This diff enables passing data object by reference between solids (use Address created in D4579 as the internal representation)
The info we need to pass data (set and get intermediates)
- a write/read method (this diff)
- a path where the object will be loaded from or materialized to (D4579)
- the object
1) write/read method
write
- object_store.set_object(path, obj, serialization_strategy)
- dagster_type.materializer.materialize_runtime_values(context, config_value, obj)
read
- object_store.get_object(path, serialization_strategy)
- dagster_type.loader.construct_from_config_value(context, config_value)
so the processing priority could be
- use dagster_type.materializer/loader to handle set/get intermediates if config_value is either configured in solid_config (see _create_output_materializations) or provided through Output(value, address=Address(config_value)) (see _set_intermediates)

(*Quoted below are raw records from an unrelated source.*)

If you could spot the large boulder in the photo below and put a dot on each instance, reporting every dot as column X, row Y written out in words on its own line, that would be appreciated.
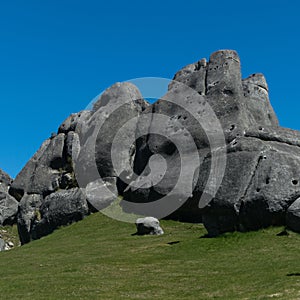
column 148, row 225
column 293, row 216
column 78, row 155
column 211, row 150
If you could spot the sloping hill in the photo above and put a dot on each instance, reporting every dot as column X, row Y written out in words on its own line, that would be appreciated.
column 98, row 258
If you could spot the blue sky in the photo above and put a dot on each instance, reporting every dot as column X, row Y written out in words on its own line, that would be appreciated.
column 56, row 56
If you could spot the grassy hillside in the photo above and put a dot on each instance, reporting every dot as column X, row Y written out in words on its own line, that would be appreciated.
column 99, row 259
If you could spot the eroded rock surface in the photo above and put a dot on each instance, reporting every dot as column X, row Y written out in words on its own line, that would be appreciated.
column 210, row 113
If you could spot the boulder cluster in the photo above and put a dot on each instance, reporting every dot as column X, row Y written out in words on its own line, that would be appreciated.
column 259, row 186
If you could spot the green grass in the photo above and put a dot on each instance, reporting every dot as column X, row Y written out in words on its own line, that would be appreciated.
column 99, row 259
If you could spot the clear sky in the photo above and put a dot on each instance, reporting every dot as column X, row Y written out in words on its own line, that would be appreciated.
column 56, row 56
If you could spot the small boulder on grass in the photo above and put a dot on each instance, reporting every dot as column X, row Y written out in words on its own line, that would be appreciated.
column 148, row 225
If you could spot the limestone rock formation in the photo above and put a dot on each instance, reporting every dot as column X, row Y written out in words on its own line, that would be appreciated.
column 48, row 186
column 8, row 205
column 236, row 137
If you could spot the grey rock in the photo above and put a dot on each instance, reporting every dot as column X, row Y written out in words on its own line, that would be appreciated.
column 148, row 225
column 5, row 179
column 8, row 209
column 8, row 205
column 59, row 209
column 2, row 245
column 100, row 194
column 41, row 174
column 29, row 214
column 117, row 105
column 74, row 121
column 293, row 216
column 261, row 178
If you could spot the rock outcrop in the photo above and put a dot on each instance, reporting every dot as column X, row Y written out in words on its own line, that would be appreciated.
column 248, row 172
column 8, row 204
column 51, row 190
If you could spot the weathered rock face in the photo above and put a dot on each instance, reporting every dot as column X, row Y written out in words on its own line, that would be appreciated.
column 231, row 123
column 8, row 205
column 262, row 174
column 148, row 225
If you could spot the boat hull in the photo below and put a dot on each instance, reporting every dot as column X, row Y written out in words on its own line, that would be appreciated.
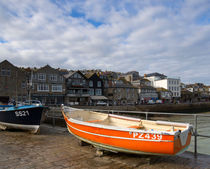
column 129, row 141
column 22, row 117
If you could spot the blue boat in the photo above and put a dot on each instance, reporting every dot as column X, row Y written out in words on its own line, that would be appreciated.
column 25, row 117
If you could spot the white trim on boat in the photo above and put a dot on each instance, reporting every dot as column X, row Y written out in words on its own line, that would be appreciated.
column 121, row 128
column 20, row 126
column 125, row 138
column 125, row 118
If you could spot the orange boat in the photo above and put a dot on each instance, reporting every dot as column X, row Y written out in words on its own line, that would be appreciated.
column 126, row 134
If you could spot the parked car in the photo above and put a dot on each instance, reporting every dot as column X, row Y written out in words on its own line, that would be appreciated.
column 32, row 102
column 159, row 101
column 101, row 103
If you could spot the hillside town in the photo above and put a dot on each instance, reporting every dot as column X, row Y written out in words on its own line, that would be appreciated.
column 55, row 86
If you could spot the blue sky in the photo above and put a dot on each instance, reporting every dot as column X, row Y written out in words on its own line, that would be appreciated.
column 165, row 36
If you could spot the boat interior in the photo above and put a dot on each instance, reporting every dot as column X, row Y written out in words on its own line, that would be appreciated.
column 124, row 122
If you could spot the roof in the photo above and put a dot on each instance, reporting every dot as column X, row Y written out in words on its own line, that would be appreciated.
column 98, row 98
column 155, row 74
column 161, row 89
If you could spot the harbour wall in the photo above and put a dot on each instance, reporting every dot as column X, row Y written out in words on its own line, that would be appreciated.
column 54, row 116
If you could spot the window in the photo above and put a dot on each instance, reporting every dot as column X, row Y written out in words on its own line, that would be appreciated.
column 5, row 72
column 53, row 77
column 91, row 92
column 57, row 88
column 71, row 91
column 43, row 87
column 99, row 83
column 76, row 75
column 42, row 76
column 23, row 85
column 34, row 76
column 98, row 92
column 90, row 83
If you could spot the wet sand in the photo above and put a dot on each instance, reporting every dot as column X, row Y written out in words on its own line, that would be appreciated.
column 55, row 148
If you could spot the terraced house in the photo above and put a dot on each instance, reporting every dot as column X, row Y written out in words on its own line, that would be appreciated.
column 77, row 88
column 48, row 85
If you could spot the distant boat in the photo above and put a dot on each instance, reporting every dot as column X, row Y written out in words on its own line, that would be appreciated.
column 26, row 117
column 126, row 134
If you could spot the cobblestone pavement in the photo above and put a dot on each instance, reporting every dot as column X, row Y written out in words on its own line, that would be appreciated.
column 55, row 148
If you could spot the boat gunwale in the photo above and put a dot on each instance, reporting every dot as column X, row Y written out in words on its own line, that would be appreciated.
column 122, row 128
column 173, row 133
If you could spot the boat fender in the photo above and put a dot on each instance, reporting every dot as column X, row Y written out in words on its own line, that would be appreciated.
column 183, row 137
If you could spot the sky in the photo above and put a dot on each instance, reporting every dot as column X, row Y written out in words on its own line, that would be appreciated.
column 165, row 36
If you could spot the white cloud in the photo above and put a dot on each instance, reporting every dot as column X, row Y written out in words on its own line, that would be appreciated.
column 171, row 38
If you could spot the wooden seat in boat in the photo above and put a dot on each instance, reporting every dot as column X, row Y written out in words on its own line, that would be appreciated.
column 136, row 127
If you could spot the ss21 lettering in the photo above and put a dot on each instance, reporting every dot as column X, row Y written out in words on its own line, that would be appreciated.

- limitation 1: materializer and loader have to be paired -- i think pairing materializer and loader makes sense as they are essentially serialization and deserialization in serialization_strategy, which also means there's an opportunity to merge the serialization_strategy and materializer/loader.
- limitation 2: materializer/loader is tied to dagster type. if a user wants to utilize materializer/loader, they would need to write their own custom dagster type, which would introduce boilerplate and doesn't seem ideal.

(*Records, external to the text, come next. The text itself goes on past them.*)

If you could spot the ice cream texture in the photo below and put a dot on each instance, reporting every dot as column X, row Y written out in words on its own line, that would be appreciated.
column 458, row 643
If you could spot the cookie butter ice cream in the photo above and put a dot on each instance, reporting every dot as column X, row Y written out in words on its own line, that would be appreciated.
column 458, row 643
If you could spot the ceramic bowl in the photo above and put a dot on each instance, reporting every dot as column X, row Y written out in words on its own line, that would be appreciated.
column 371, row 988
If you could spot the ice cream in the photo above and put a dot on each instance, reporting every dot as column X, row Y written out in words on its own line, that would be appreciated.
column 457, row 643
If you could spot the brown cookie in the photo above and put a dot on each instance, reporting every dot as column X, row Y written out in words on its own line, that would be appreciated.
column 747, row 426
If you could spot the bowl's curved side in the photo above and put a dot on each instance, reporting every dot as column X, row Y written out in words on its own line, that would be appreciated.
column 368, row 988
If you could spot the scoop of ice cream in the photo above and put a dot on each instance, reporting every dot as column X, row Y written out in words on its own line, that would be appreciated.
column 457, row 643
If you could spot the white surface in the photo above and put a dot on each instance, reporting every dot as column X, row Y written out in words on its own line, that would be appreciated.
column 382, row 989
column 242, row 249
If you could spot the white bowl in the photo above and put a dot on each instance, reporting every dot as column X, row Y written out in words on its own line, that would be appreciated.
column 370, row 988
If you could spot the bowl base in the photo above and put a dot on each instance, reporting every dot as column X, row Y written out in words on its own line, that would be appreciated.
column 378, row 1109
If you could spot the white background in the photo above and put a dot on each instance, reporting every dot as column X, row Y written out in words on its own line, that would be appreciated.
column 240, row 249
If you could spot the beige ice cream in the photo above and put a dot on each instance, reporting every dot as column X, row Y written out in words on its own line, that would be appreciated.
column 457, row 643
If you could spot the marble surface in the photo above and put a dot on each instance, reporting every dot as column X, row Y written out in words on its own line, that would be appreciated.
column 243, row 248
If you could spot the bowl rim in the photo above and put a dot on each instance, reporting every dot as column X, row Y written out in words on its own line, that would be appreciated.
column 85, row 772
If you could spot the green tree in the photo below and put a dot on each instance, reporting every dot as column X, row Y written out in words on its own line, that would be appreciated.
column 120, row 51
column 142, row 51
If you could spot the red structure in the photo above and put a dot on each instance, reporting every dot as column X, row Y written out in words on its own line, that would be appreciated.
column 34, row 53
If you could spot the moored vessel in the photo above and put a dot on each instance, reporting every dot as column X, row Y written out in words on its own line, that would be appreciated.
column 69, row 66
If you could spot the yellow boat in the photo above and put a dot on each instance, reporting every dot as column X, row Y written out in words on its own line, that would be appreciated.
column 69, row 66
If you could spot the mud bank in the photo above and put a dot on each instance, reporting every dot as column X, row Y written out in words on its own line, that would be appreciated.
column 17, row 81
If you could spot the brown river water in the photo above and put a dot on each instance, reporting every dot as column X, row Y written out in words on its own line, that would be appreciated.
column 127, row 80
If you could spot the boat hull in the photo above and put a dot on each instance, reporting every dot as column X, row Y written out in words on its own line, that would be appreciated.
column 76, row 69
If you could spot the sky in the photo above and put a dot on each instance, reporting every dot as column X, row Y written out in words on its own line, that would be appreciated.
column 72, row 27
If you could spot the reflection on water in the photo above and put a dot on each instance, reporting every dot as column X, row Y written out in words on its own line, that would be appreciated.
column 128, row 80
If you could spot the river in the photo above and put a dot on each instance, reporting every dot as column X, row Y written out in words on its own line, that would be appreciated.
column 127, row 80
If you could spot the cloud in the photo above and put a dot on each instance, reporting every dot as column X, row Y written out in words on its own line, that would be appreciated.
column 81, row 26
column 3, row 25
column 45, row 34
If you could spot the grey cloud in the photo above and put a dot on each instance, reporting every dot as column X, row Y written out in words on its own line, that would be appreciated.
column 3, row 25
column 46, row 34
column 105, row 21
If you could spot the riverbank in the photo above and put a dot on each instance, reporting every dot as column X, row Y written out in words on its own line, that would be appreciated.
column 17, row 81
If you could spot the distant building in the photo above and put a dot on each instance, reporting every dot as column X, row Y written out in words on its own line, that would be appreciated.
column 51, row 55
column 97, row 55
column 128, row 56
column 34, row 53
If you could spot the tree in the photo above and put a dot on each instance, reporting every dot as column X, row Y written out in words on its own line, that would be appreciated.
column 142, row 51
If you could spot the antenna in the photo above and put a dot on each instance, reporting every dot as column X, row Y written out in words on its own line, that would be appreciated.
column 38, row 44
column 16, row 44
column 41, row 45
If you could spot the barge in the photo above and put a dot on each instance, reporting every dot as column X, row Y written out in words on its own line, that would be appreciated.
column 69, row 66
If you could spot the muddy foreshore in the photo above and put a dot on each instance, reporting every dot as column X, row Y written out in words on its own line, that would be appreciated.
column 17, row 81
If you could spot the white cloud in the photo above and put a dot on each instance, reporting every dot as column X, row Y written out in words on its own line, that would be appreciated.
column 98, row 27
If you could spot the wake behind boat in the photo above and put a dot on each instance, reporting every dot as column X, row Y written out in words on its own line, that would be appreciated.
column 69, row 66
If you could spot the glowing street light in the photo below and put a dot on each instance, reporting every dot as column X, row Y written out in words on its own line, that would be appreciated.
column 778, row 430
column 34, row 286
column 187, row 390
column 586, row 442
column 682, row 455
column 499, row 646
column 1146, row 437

- *will address this later in the stack to allow separating dagster type and materializer/loader. My rough thought is to put custom write/read method on Output or OutputDefinition [TODO 1]
- else, use object_store and Address(path) to handle intermediates, which will use serialization_strategy or default pickling as its write/read method. -- this also goes back to the previous point of potential refactor. but it doesn't seem critical so i'd like to punt to next iteration.
set/get intermediate logic in intermediate_storage would be
- write(address, obj) -> set_object event either
- object_store.set_object(path, obj, serialization_strategy) [TODO 2: user can specify which object_store to use per output/input]
- or dagster_type.materializer.materialize_runtime_values(context, config_value, obj) (get config_value via solid_config.outputs or Output of the current step)
- read(address) -> obj, get_object event either
- object_store.get_object(path, serialization_strategy) [TODO 2: user can specify which object_store to use per output/input]
- or dagster_type.loader.construct_from_config_value(context, config_value) (get config_value via solid_config.outputs or Output of the source step)
2) cross-run intermediates based on events
here we created new ObjectStoreOperation types:
- ObjectStoreOperationType.SET_EXTERNAL_OBJECT when an object is set externally (outside the intermediate dir)
- ObjectStoreOperationType.GET_EXTERNAL_OBJECT when an object is got externally (outside the intermediate dir)
we enabled cross-run intermediate storage using event logs (see instance.get_external_intermediates) to map step_output_handle->address and therefore enable pass by reference between runs (e.g. re-execution)
TODO
- Decouple dagster type and materializer/loader. My rough thought is to put custom write/read method on Output or OutputDefinition.
- Enable users to configure storage per output via object_store
- Currently users can configure a system-level or pipeline-level storage, but they are not able to get out-of-box support if they want to store intermediates to different storage in the same pipeline run.
- For example: a user wants to persist the output of solid_1 to local filesystem and upload the output of solid_2 to a dev s3 bucket.